News Feature | August 13, 2014

Pfizer Partners With 23andMe In IBD Research

By Estel Grace Masangkay


Personal genetics company 23andMe announced that it has entered into a partnership with Pfizer to research genetic factors linked with inflammatory bowel disease (IBD) and its treatment. Together, the partners will enroll 10,000 people with IBD to gather genetic information that will help advance understanding of the disease’s onset, progression, severity and response to treatment.

IBD afflicts around 1.4 million people in the U.S. alone where it is one of the top five most common gastrointestinal disease burdens. There is no currently no cure for the chronic condition. Ulcerative colitis and Crohn’s disease are the two most common inflammatory bowel diseases. Both diseases are characterized by an abnormal response of the body’s immune system to food, bacteria, and other substances in the intestines, which it mistakes for foreign bodies. The immune system is led to attack the cells of the intestines and causes chronic inflammation.

23andMe CEO and Co-Founder Anne Wojcicki, “We are excited to team up with Pfizer to take an innovative, consumer-centered approach to try to understand the fundamentals of inflammatory bowel disease and the variability of treatment response.”

The study is open to U.S. residents only. Participants who have been diagnosed with Crohn’s disease or ulcerative colitis will be given 23andMe’s genome service which will include ancestry analysis and uninterpreted raw genetic data. Data collected in the study will be used to guide Pfizer’s drug development efforts for the treatment of IBD.

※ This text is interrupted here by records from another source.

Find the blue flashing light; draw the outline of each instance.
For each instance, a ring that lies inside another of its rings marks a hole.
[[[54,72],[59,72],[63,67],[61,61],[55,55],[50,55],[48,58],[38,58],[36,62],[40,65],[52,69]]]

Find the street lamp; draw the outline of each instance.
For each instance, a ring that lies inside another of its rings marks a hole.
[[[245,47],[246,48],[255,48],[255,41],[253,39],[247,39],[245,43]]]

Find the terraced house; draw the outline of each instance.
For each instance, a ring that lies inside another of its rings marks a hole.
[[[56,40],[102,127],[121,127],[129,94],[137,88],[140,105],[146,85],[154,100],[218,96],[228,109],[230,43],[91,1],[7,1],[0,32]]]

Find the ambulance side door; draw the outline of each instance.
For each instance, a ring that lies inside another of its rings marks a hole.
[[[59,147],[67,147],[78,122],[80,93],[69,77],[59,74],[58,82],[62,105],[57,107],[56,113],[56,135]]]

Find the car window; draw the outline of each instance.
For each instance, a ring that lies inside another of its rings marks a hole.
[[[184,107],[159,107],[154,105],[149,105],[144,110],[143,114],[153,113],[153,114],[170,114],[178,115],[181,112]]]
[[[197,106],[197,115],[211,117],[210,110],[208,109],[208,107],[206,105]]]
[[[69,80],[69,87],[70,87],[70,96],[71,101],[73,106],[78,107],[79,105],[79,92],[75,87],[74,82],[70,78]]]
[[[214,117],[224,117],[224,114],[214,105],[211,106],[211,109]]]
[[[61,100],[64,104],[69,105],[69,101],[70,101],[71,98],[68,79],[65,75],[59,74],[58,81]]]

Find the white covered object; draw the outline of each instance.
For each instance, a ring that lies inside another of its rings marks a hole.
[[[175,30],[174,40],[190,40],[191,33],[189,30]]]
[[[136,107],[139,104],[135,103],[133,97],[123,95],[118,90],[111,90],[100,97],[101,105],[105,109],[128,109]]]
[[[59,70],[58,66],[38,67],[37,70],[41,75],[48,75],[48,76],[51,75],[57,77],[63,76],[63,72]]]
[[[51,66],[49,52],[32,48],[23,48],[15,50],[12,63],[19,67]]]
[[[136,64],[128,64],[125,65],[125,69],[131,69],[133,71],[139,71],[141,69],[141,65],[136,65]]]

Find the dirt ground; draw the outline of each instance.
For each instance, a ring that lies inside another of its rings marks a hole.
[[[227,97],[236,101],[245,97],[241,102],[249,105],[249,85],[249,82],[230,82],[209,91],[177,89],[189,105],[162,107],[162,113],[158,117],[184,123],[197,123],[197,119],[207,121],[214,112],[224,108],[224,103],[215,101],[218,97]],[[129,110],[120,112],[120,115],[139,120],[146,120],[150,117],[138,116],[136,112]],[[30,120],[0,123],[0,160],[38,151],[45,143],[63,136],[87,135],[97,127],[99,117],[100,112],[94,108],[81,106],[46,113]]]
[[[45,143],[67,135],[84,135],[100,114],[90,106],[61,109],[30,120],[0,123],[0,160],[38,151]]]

The partners have engaged IBD experts to assist in the survey development, data analysis, and to maintain research objectivity. 23andMe has stated that participants’ individual data will be shared anonymously with Pfizer and future research partners to protect patients’ privacy.

Jose Carlos Gutierrez-Ramos, SVP of Biotherapeutics Research and Development at Pfizer, said, “By enhancing our understanding of the underlying biology of the disease, we hope to better support our clinical research activities and development programs.”